You’ll accelerate projects that lead to cost savings, because you want to capture those savings sooner rather than later. Three projects with an ROI from actual cash flow savings in the 5-10% range that can be done fast will be worth their weight in gold; a two year project with the promise of 20% if everything works out is a high risk venture.
You’ll start getting very serious with your vendors. No more “we’ve always done business with…”, or “I’m sure that’s the best deal…” — you’ll want to know. The vendor who comes in promising a great price on something you need if you only sign up to also take this other thing you don’t care about will be told, in no uncertain terms, that extras are off the table. Maintenance fees for little-used products will probably turn into licence removals.
You’ll acquire a keener sense of risk, suddenly realizing that it can’t be removed, but only moved around, or kept an eye on.
You’ll realize fast enough that you can’t micro-control everything, and that your processes had better get stripped back to their essentials.

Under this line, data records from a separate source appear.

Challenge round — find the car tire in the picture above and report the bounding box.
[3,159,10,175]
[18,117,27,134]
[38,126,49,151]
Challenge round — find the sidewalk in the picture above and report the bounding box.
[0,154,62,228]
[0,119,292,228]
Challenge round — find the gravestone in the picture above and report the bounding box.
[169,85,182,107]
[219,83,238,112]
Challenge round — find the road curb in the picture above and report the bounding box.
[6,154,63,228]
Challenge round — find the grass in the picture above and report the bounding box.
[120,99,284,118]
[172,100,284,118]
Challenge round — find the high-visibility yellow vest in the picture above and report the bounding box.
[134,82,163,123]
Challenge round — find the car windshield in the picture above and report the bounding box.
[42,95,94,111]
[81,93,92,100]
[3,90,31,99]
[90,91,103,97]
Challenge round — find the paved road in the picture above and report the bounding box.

You’ll start to understand how important generalists are: they can cover three or four areas. Twenty-five years of “experience in one area”, on the other hand, might not be so valuable in a crisis.
You’ll be looking to sweat money out of infrastructure, application maintenance, any supporting function. Architects will either produce — fast — or it’ll become a luxury item, to take one example.
At the same time, if you’re smart, you’ll be investing (which means you’ll cut deeper than half to free up monies to make changes). Jumping from an old release of a key package to the most current one probably means no more code modifications, for any reason. Then you can decide whether the new version should be implemented -as-a-service, or onsite. Either way, by getting to “current”, you probably get supplier help to augment your resources (they’re desperate, too, if there’s a broad-based retrenchment going on). So investing to remove mods pays off.
You’ll probably take a good hard look at TCOO (total cost to own and operate) and figure out what minimum number of platforms gives you the best bang for your buck — and get there from here.
You’ll almost surely get more disciplined about achieving AROIO (actual return on investment obtained). Effort will go into better idea refinement (knock it about on paper before it becomes a project to have a pool of good ideas ready to go), better projects (once released, drive to completion), better deployment (make sure the benefits are obtained), and follow-up to know whether the benefits are falling off.
Your people will be expected to seize the day. You’ll stop worrying about nits, and care only for results that make a difference. Much more organizational flexibility will come in.
Okay … so why aren’t you doing these things now?